毎年、ゴール前は、10分の1秒の中に4、5頭がなだれ込むスプリンターズステークスは、厳しいレースになっている。レース実況は覚悟はしているが、難儀なだけに「運命は志のあるものを導き、志のなきものを引きずっている」を胸に、いつもチャレンジしている。それでも、ここ5年、1、2番人気馬が揃って連対を外したことはなく、少なくともどちらかは上位に来ている。難しいからと言って、そんなに目茶苦茶ではない。
レッドファルクスの史上初のスプリンターズステークス3連覇なるかとか、ファインニードルの史上5頭目の同一年春秋スプリントGI優勝なるかが話題になっているが、気にしたいのはその年令だ。7歳のレッドファルクスは少しズブくなっていて、春の2つのGI戦は不完全燃焼だったと聞いているが、過去の例から、7歳馬は苦しく、よくても2、3着がせいぜいと出ている。
一方のファインニードルは、夏を完全休養にあて、久々の前走で、外枠、道悪、58キロを克服して完ぺきな勝利だった5歳馬。今年に入って同じ日本馬には負けていないところから、ここでは有望。JRA賞最優秀短距離馬のタイトルも現実味を帯びている。この馬には、「運命の中に偶然はない。人間はある運命に出会う前に、自分がそれをつくっている」のT・W・ウィルソンの言葉があてはまる。元気なのだから、どんな苦難でも乗り越えられる。

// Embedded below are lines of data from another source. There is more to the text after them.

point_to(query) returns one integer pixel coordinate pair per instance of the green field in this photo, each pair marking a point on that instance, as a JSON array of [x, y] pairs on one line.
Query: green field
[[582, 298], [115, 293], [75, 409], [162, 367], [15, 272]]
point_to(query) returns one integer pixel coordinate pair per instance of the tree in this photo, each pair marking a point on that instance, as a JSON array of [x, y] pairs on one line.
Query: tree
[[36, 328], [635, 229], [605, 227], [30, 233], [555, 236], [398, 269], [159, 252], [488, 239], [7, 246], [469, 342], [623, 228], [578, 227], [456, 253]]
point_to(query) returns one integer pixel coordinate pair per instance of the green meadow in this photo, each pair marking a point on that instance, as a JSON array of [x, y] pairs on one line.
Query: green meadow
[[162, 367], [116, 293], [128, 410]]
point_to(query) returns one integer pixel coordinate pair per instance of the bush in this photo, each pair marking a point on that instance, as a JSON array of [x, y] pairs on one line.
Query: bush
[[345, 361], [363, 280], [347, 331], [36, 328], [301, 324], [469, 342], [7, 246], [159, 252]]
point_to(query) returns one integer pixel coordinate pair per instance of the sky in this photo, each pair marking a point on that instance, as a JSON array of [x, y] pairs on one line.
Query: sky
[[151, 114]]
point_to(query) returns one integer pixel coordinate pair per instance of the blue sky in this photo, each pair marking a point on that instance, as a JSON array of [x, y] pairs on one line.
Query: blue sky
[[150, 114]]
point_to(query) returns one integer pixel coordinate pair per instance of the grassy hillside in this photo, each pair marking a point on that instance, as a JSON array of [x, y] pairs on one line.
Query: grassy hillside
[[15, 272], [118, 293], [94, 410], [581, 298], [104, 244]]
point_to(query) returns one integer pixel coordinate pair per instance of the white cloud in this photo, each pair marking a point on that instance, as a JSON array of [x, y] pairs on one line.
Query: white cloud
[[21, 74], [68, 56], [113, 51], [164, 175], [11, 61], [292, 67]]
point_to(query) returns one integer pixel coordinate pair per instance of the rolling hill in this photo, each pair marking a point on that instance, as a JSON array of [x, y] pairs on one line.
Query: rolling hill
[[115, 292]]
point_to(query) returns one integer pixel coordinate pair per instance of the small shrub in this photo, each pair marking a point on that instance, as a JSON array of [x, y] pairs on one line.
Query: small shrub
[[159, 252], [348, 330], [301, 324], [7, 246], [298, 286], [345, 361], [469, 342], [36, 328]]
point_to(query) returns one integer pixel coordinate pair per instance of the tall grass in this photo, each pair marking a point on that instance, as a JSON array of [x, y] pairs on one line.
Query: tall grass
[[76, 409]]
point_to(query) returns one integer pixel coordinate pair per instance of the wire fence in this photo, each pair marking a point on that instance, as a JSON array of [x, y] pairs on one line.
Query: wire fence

サマースプリントチャンピオンは、これまで2、3着が2回ずつあるだけで、まだスプリンターズステークスは勝てていない。だが、アレスバローズには気性面の成長があって競走馬として本格化したことと、藤岡佑騎手がこの春、NHKマイルカップをピンチヒッターで勝ち、GI初優勝をしていて、人馬の勢いを感じる。これも「ある運命に出会う前に、自分がそれをつくっている」くちになる。
圧倒的に差し、追い込みが決まるレースでは、そういうタイプの伏兵も考えたい。これには、「ある時間、待ってみる力をふるい起こすように」という大江健三郎の言葉をそえたい。マイル戦から距離を短かくしているムーンクエイクは、京王杯スプリングカップのレコード勝ちが光る。惨敗の後の2度目のスプリント戦、父アドマイヤムーンの切れ味が魅力だ。さて、運命や如何に。